Generalized anxiety disorder (GAD) affects about 6% of the population and is characterized by excessive worry about various topics, and an inability to tolerate uncertainty. This worry has to occur more often than not over a time period of at least 6 months in order to get a diagnosis. Often, the worries that people with GAD experience are simply much more intense versions of the same worries that the general population grapples with. People with GAD may also have issues with sleeping and restlessness or concentration difficulties. Another core symptom in GAD is the constant searching for reassurance. Comorbidities with GAD are very common — about 66% of patients with the disorder present with at least one other psychopathology. It is estimated that about 90% of people with GAD suffer from at least one additional anxiety disorder. The diagnosis has evolved quite a bit over the last 20 years, and it is expected that GAD will become a more specific and individualized disorder in the coming years. 

How can GAD be represented through various models? 

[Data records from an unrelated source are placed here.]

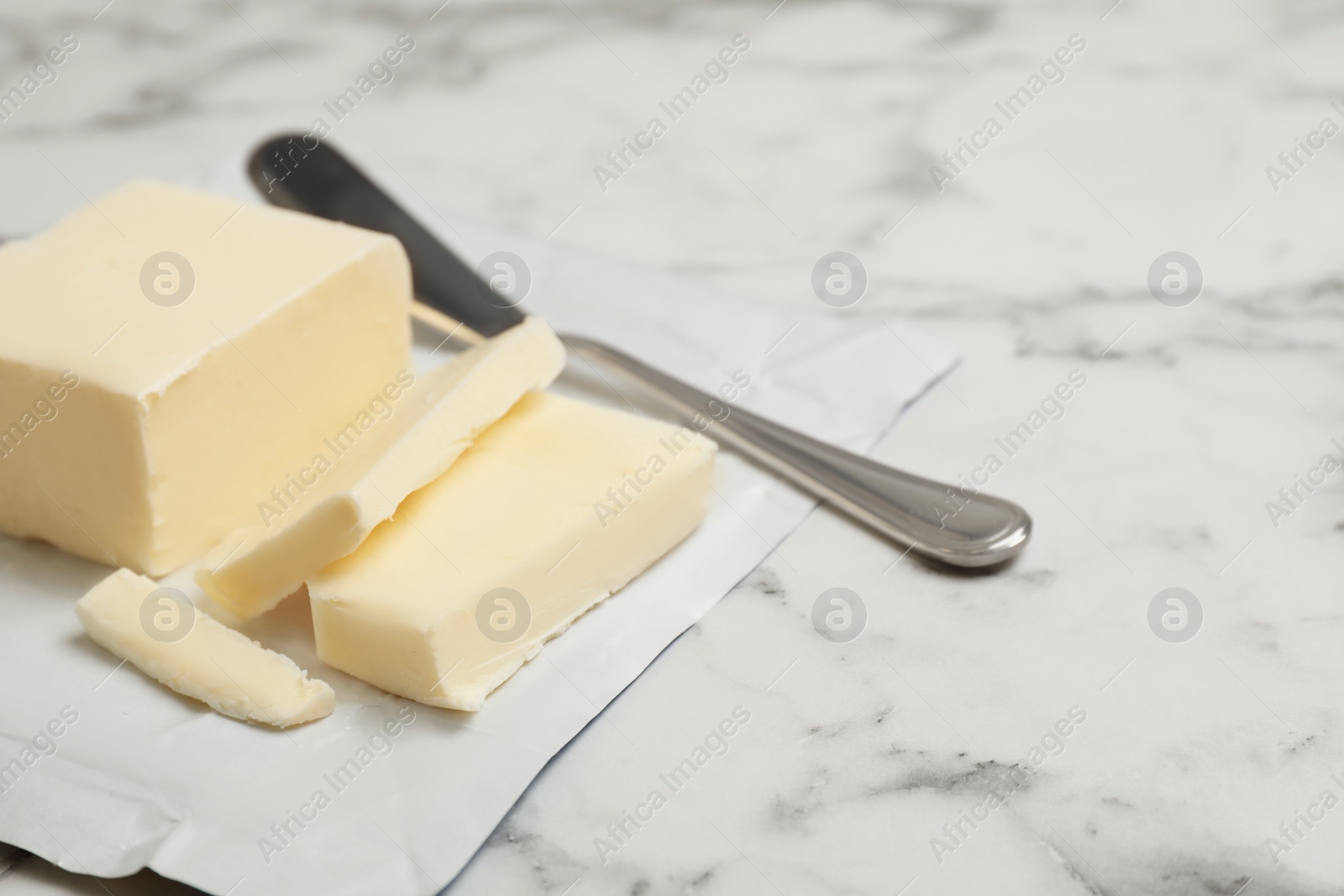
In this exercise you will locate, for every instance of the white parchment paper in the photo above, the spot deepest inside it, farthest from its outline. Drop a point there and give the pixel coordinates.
(145, 778)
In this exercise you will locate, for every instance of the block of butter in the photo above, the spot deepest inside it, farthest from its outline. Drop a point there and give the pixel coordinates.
(549, 512)
(358, 477)
(163, 636)
(168, 355)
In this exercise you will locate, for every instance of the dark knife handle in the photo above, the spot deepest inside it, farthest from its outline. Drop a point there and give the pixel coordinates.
(302, 174)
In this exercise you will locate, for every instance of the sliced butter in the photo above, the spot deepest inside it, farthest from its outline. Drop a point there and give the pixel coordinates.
(197, 656)
(549, 512)
(167, 355)
(354, 483)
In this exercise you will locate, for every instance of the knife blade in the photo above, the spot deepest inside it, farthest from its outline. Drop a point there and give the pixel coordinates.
(909, 510)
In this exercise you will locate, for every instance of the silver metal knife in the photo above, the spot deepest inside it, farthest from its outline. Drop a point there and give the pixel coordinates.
(933, 520)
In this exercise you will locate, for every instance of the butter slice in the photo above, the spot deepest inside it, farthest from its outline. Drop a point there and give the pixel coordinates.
(302, 528)
(561, 501)
(212, 663)
(138, 419)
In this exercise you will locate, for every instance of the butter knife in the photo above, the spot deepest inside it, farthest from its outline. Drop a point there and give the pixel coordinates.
(933, 520)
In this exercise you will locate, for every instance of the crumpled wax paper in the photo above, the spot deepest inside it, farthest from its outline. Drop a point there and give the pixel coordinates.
(140, 777)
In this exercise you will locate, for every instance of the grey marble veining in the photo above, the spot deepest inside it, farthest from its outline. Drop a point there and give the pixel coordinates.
(1032, 261)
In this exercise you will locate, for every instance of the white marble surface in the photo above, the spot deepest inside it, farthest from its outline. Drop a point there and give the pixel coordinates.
(1032, 261)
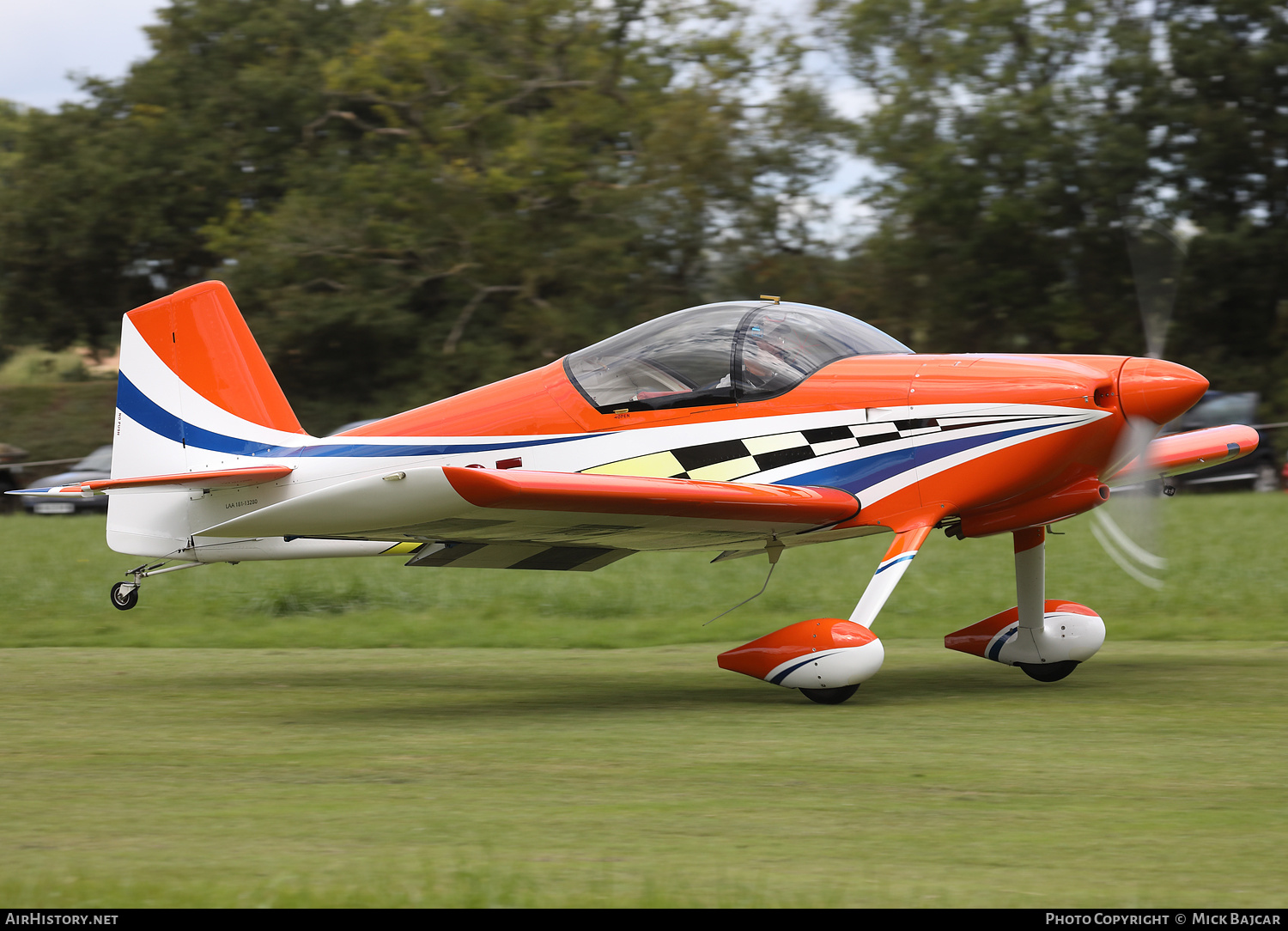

Barlow’s model refers to the psychological vulnerability that sufferers of GAD have to adverse life events. This theory posits that people with GAD focus on potential threats in their lives and perceive a loss of control over their life. The model of intolerance of uncertainty postulates that people with clinical anxiety have difficulty coming to terms with the potential negative outcomes of future events. These individuals create positive beliefs about their worries; they may believe that if they do not suffer any consequences of a particular event that their worries have “worked”. Some of these chronic worriers tell themselves that an accident is more likely to happen if they stop worrying. This coping strategy will not work in their favor — the worry will always come back. 

What are some interventions for GAD? 

With functional analysis, clinicians can get a good idea of how, when, and why an anxious response is triggered in a patient with GAD. This method makes it easier for the therapist to understand the patient’s cognitions and mental state. Psychoeducation is also a common and effective tool. This entails educating patients about therapeutic instruments that can be used to help them and has been found to increase patients’ motivations to improve their symptoms. In the emotional/behavioral approach, the patient is taught how to generate positive emotions. They will also be given the chance to be exposed to their own emotions, which should help to habituate them. Through exposure, patients should be able to better process and tolerate their own fears. The cognitive perspective emphasizes recognizing thoughts and discerning them from emotions. This therapy method also focuses on altering the patient’s thoughts to be more objective and less emotional and less subject to cognitive biases.